Because India produces more than 700 films a year, it is in fact impossible to be monolithic about all products and speak of only a certain kind of film. Until recently, the government financed art-house cinema, and there are signs of a growing "indie" movement in which young directors scrape together the finances and make the kind of films they want as opposed to the formulaic catch-all colorful song-and-dance extravaganzas that financiers are comfortable backing. There are also some very serious and hard-hitting dramas, and one worth seeing -- particularly if you're visiting Mumbai -- is Mumbai Meri Jaan (2008), which takes a poignant look at the impact of the 2006 train bombings that took 209 lives and left over 700 more injured.

These are probably more likely to be the types of films that provide insight into what India looks and feels like -- as does, paradoxically, the British film Slumdog Millionaire (2008), directed by Danny Boyle and codirected in India by Loveleen Tandan. If you want a deep, hard look at the social consciousness of the country, look to the wonderful works of Mira Nair, who has crafted fantastic entertainments that tug at the heartstrings and probe many issues without stooping to cheap preachy politicking (the notable exception being her recent work, The Namesake, 2007). You would be amiss not to see her Salaam Bombay! (1988), about the life of a group of Mumbai street urchins, and Monsoon Wedding (2001), a beautiful and poignant romantic comedy about a well-to-do Delhiite family dealing with generational conflicts that complicate traditional marriage arrangements. Work on the much-vaunted film version of Shantaram, which Nair is directing, came to a grinding halt in 2007 due to a Writer's Guild strike, but there is talk of production commencing in 2010; based on the riveting best-selling novel, the Johnny Depp-headliner is destined to take the world by storm -- if it ever gets made.

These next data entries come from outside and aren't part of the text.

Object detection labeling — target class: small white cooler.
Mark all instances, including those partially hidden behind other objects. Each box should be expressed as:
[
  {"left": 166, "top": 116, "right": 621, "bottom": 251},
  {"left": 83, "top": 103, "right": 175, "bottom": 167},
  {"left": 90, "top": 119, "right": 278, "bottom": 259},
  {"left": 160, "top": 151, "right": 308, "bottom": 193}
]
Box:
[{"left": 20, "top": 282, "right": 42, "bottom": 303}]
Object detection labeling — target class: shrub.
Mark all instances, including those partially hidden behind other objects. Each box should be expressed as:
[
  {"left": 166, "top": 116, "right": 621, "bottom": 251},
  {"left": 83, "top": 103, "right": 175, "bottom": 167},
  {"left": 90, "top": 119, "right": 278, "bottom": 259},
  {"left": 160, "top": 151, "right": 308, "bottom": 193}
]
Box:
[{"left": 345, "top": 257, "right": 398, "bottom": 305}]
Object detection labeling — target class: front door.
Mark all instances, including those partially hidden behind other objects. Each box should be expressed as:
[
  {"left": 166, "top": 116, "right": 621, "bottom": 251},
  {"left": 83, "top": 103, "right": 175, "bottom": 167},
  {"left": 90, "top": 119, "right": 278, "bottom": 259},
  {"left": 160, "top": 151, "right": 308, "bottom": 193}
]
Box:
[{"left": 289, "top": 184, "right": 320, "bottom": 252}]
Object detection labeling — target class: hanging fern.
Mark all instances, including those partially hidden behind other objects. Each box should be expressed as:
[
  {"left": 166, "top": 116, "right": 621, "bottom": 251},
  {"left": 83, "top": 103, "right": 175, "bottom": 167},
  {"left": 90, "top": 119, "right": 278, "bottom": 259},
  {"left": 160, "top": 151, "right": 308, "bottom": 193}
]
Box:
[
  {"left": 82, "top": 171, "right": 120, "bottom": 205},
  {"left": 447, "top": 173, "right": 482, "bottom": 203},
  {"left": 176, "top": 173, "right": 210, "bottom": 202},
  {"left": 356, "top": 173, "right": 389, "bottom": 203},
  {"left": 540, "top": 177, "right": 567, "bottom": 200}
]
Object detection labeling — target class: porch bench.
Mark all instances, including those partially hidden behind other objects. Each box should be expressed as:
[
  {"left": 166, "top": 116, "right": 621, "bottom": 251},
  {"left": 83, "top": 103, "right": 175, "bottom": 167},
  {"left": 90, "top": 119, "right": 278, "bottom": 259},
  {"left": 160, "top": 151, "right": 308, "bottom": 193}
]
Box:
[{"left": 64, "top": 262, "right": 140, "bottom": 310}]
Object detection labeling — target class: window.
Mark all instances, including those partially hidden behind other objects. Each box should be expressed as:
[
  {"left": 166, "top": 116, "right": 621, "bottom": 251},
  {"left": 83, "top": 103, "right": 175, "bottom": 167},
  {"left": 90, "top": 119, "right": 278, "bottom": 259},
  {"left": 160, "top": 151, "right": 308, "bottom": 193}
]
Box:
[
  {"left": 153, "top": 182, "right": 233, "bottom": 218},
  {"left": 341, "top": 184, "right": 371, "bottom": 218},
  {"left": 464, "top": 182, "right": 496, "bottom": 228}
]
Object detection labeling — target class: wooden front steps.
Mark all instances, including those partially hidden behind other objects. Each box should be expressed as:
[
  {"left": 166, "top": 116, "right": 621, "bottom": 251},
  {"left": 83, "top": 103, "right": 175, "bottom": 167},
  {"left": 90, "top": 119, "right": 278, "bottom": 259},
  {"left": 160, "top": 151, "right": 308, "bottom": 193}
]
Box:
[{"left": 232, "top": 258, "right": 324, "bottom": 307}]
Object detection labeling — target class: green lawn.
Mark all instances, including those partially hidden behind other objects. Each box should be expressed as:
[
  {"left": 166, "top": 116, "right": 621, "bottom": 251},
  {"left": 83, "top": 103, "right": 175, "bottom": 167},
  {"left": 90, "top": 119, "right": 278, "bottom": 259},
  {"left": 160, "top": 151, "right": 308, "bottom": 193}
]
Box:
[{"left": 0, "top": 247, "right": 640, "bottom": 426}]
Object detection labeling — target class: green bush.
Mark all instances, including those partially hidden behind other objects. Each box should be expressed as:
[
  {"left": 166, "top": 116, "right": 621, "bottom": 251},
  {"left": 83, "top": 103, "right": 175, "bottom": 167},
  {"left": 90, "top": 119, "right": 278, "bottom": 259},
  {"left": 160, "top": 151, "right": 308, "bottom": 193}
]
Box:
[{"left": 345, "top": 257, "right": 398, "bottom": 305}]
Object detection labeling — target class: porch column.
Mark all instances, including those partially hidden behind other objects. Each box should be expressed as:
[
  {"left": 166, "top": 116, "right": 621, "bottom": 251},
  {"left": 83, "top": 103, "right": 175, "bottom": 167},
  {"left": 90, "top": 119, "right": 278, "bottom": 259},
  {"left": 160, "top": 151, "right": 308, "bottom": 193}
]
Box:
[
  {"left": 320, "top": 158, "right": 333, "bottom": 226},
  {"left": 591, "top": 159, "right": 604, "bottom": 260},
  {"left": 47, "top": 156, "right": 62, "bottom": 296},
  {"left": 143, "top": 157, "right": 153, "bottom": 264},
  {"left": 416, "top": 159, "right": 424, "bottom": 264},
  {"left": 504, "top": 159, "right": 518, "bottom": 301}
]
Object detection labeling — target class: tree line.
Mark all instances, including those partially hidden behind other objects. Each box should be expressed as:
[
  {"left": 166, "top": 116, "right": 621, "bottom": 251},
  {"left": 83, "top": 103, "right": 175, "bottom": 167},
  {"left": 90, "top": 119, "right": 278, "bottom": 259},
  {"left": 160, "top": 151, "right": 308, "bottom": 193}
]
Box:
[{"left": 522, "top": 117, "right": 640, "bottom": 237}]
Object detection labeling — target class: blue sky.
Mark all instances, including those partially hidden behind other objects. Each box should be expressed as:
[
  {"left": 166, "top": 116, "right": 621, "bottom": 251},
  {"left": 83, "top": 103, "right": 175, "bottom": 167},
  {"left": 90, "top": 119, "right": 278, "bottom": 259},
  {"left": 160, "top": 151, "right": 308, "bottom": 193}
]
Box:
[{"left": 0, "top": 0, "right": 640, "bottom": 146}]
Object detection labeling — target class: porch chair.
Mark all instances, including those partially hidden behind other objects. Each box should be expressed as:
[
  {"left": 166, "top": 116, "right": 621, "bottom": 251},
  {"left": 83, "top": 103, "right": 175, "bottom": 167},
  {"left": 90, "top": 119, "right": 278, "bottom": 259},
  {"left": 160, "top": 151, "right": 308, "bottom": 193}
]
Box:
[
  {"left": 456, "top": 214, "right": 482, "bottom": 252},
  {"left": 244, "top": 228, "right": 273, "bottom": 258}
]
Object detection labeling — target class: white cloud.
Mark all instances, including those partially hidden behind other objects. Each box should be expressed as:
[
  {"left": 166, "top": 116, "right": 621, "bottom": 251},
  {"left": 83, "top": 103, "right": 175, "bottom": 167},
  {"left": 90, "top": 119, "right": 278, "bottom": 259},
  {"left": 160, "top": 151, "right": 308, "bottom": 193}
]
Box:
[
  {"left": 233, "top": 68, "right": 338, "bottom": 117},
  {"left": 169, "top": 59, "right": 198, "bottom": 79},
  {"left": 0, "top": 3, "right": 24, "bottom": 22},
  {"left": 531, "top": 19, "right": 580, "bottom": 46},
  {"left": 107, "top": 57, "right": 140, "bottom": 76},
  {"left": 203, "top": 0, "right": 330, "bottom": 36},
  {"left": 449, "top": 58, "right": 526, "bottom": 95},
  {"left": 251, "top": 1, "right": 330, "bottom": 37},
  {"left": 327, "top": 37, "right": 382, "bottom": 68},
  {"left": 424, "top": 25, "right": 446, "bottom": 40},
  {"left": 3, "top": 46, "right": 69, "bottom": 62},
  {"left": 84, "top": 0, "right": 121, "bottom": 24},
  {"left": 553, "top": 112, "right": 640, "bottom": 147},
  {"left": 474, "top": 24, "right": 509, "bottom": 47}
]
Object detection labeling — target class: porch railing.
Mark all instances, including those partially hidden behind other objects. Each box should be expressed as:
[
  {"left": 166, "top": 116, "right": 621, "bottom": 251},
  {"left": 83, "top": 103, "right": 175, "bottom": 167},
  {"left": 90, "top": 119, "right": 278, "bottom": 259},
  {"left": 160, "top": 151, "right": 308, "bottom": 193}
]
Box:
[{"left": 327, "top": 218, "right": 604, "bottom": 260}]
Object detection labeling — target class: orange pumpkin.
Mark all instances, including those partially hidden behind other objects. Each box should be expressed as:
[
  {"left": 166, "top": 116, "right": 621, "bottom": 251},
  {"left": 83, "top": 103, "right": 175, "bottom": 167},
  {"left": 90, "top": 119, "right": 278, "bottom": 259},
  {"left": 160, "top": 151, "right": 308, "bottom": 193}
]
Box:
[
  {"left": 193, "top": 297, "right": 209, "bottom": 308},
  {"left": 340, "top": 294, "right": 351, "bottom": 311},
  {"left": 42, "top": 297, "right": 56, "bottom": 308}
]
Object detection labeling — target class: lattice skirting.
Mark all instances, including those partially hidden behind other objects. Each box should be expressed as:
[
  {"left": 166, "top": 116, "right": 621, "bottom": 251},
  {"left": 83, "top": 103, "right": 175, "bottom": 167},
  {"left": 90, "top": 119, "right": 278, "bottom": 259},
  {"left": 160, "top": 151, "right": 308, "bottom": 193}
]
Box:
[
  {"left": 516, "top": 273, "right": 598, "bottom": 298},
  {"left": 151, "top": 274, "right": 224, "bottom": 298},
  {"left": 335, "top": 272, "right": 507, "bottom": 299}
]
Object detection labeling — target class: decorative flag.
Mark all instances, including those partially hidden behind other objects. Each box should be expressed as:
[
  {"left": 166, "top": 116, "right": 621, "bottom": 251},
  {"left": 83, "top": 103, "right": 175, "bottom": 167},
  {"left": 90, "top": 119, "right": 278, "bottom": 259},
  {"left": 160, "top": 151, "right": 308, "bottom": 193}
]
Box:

Another top-rated woman director to look for is Deepa Mehta, whose trilogy Fire (1996), Earth (1998), and Water (2005) are superbly moving works of high-grade cinema -- and certainly preferable to her slightly irritating and kitschy Bollywood/Hollywood (2002), set in Canada.

Art listings aside, playing in a theater near you in any city in India will be a film in which the rich hero meets the poor heroine and falls almost instantly in love. He will declare this in song, and the scene will change to New Zealand, Switzerland, or Southeast Asia, depending on which country is most eager to attract the new beneficiaries of India's globalization. The couple will find obstacles put in their path, some by their parents and others by the villain, who will at some point have cast his lecherous eyes on the heroine. Fairly standardized violence will follow -- after this comes a misunderstanding that paves the way for another song expressing the grief of betrayal or the pain of parting or that sets up what the industry calls an "item number" (which may have derived from Mumbai slang for a pretty young thing, or an "item") in which a young dancer performs the equivalent of a pole dance for the audience. When the air is cleared, justice and peace have returned to the world, the good have been rewarded, and the villains are dead or rounded up. At the film's end, you will either be floored by the extravagant color, ravished by floods of emotion, and converted to another way of telling stories; or you will be repulsed by excess and sickened by melodrama and the way in which Caucasian extras are used to represent the decadent sexualized Other. But you will not be unmoved.